European stocks dip as profit warnings eclipse data
European stocks ended slightly lower yesterday, after a flurry of better-than-expected US economic data failed to eclipse a profit warning by Munich Re that knocked insurers lower. On the upside, Danone surged 7.7 per cent after the food and beverage...
European stocks ended slightly lower yesterday, after a flurry of better-than-expected US economic data failed to eclipse a profit warning by Munich Re that knocked insurers lower.
On the upside, Danone surged 7.7 per cent after the food and beverage group lifted its 2008 operating margin target and confirmed 2008 sales and profit growth outlook.
UBS sank 6.1 per cent on the back of news that New York State has filed a lawsuit accusing the bank of deceptively selling auction-rate securities as cash equivalents.
The FTSEurofirst 300 index of top European shares ended 0.1 per cent lower at 1,169.59 points, after falling by more than one per cent during the session.
The index, which is down 22 per cent so far in 2008, has gained 0.5 per cent during the week.
Late in the session, better-than-expected US data reassured investors on the outlook of the world's biggest economy, and spurred a rally on Wall Street.
US consumer sentiment recovered unexpectedly this month, sales of newly built single-family homes were stronger than expected in June, and new orders for long-lasting US manufactured goods rose surprisingly in June on demand for metals, machinery, electrical equipment, and military needs, even though transportation orders were weak.
"Core durable goods shipments increased for the fourth consecutive month, signalling resilient investment in equipment despite a difficult context," Jean-Marc Lucas, economist at BNP Paribas, wrote in a note.
Among the biggest losers, the DJ Stoxx European insurance index shed 4.3 per cent. Munich Re slashed its forecasts for 2008 profit, blaming turbulent equity markets, and Hannover Re said it will be difficult to reach full-year targets if capital markets do not calm down.
"This is bad news. It shows insurers can't be trusted and that even now they don't have a clear idea what they will make this year," said Michael Huttner, insurance analyst at JP Morgan.

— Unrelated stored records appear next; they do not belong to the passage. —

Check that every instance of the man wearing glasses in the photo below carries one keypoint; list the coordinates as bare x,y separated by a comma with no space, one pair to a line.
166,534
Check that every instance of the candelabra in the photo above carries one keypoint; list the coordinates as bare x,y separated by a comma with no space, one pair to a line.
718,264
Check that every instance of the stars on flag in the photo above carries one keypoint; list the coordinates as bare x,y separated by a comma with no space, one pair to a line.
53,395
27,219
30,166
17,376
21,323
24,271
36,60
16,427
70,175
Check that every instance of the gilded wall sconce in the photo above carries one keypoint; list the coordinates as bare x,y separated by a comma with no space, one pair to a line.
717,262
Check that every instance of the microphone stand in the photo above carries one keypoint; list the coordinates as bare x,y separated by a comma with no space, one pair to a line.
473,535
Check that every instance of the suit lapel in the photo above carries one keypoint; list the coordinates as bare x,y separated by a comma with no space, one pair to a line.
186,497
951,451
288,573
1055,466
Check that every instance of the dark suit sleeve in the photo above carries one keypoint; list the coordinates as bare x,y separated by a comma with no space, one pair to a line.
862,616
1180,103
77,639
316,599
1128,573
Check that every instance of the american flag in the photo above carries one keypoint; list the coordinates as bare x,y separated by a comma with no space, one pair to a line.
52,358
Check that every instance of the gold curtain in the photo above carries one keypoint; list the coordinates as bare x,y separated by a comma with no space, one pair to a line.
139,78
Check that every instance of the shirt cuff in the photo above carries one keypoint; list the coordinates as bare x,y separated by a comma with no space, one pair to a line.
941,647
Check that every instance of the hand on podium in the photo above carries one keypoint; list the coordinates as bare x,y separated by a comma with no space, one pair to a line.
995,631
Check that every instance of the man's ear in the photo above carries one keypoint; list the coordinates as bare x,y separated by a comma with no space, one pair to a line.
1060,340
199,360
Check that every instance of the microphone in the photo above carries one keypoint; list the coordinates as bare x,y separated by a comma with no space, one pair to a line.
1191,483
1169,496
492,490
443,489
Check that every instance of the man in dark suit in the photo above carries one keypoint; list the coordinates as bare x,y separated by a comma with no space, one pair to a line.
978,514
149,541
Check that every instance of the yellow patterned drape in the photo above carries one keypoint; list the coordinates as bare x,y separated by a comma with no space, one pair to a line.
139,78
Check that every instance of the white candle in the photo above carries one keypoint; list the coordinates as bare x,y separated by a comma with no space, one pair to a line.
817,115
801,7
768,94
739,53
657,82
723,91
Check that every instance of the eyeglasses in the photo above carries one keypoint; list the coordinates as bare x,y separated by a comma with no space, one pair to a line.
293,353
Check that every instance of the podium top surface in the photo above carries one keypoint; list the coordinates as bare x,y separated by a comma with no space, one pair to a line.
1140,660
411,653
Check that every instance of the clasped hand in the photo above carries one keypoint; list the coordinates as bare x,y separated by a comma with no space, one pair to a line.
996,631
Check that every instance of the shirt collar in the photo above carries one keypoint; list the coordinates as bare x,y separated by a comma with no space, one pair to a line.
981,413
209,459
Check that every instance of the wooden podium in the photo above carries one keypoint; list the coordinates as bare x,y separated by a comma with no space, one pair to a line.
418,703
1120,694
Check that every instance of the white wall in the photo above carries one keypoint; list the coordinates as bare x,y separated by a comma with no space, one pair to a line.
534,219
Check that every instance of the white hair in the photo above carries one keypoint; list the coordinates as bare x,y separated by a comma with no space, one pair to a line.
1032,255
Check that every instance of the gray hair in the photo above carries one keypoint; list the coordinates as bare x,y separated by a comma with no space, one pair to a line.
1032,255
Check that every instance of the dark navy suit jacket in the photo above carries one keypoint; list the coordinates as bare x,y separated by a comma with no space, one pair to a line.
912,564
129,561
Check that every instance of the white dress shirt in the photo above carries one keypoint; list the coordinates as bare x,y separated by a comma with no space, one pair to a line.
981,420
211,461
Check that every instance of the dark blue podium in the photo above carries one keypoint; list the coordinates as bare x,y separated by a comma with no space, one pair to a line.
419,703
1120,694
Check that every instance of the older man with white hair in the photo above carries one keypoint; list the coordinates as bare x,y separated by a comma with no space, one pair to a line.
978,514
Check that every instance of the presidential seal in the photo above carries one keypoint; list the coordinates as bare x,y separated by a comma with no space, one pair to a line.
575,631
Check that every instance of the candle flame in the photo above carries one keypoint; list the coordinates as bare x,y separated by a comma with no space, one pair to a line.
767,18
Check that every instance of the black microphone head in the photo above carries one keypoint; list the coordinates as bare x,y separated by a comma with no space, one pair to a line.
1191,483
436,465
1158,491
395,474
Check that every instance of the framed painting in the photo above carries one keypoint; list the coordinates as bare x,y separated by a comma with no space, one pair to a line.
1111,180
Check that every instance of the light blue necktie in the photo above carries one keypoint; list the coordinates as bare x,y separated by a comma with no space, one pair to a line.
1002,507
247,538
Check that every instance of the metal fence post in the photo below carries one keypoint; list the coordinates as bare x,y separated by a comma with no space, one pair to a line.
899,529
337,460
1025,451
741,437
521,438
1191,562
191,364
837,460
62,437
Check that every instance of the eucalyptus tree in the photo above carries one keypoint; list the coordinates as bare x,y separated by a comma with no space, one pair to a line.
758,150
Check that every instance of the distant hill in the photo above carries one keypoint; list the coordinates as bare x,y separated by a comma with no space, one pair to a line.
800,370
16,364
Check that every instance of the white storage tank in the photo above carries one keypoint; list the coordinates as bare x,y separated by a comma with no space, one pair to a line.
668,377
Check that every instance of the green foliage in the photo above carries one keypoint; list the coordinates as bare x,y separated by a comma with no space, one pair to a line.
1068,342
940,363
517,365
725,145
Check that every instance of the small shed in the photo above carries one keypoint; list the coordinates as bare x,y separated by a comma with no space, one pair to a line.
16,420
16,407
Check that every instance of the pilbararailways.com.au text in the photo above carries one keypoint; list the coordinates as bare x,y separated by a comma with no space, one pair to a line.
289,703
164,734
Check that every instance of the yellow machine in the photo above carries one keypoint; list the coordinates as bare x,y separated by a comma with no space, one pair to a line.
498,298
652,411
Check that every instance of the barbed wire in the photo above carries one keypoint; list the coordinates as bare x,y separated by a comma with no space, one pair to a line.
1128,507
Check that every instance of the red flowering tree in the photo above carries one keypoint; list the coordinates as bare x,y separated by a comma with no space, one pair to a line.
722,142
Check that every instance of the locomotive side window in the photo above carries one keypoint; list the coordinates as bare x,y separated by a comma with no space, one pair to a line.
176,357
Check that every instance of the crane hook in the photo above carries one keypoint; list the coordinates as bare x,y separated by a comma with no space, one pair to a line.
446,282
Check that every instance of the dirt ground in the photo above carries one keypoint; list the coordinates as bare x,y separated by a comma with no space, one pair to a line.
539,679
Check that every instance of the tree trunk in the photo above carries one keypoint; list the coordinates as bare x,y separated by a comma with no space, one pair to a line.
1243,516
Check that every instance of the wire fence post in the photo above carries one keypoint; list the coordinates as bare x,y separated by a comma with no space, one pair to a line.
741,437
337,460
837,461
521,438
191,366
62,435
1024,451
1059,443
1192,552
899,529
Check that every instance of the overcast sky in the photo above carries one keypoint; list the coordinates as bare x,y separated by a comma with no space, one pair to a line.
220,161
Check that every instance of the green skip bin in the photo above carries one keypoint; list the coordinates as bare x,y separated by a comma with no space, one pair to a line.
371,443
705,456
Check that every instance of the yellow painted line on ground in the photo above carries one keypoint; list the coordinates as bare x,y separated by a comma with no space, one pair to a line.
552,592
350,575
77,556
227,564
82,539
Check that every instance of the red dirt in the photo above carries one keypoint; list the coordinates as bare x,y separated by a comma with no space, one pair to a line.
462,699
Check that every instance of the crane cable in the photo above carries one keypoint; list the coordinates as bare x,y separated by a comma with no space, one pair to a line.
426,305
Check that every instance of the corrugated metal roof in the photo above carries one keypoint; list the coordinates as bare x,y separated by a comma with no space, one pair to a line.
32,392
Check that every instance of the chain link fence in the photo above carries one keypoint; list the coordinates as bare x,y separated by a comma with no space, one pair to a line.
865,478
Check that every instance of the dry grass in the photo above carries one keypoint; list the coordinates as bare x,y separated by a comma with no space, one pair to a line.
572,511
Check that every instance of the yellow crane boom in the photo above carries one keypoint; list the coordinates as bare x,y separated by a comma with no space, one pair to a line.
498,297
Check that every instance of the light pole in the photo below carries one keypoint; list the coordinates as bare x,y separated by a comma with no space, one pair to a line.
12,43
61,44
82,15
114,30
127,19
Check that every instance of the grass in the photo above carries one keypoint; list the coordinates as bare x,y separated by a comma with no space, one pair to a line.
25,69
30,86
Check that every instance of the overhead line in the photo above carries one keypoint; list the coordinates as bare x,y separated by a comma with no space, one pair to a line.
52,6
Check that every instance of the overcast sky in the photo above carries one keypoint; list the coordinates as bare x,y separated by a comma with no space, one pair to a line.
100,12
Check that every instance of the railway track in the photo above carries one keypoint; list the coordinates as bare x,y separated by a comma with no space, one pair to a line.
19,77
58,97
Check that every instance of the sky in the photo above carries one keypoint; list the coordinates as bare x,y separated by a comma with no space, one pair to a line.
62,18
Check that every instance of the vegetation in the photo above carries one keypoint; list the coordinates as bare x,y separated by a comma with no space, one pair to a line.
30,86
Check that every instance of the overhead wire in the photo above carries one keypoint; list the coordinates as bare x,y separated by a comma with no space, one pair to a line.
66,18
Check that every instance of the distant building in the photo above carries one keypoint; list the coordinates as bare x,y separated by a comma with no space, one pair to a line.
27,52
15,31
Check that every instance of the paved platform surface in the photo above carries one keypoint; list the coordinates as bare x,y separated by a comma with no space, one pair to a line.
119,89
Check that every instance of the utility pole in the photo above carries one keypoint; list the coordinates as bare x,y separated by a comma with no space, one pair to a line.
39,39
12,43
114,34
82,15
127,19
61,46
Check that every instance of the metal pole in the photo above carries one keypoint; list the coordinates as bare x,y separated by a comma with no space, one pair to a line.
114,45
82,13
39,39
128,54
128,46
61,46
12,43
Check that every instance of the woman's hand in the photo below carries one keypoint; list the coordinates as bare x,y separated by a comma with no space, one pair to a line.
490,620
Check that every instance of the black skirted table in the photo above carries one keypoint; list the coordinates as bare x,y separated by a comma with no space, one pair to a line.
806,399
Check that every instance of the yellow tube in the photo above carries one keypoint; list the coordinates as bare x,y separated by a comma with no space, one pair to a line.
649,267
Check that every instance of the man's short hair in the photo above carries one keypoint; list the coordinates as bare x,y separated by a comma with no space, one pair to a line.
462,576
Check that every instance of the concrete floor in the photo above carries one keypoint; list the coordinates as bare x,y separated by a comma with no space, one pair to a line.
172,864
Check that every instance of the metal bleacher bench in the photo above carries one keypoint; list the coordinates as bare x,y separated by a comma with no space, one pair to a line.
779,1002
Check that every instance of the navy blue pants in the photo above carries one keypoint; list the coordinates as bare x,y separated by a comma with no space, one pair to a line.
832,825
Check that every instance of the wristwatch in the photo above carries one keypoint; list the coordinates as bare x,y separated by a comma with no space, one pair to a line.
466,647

Munich Re tumbled 7.3 per cent, Hannover Re shed 7.2 per cent, while AXA fell 4.8 per cent, Aegon lost six per cent and Allianz dropped 4.6 per cent.
Other sectors were also hit by profit warnings. Belgacom shed 6.9 per cent after cutting its revenue forecast for 2008, citing pressure on mobile call prices and a gloomy economic environment.
"There are more profit warnings coming out and they appear to become more severe," said portfolio strategist Andreas Huerkamp at Commerzbank in Frankfurt, adding that he expected earnings to continue to deteriorate in the coming two quarters.
"It looks like especially June and July came in much worse than many management boards expected," he said.
On the upside, energy heavyweights gained ground ahead of their earnings reports due next week and which are expected to show record profits thanks to high oil prices.
BP rose one per cent, Royal Dutch Shell gained 0.4 per cent and Total added 1.5 per cent.
EDF rose 5.6 per cent as investors saw the potential acquisition of British Energy as positive.
A source briefed on the matter told Reuters that nuclear operator British Energy agreed to be taken over by the French utility for about 775 pence a share.
Around Europe, Germany's DAX index lost 0.06 per cent, UK's FTSE 100 index fell 0.2 per cent and France's CAC 40 gained 0.7 per cent.
So far this year, the DAX has lost 20 per cent, the FTSE 100 has lost 17 per cent and the CAC 40 has dropped 22 per cent.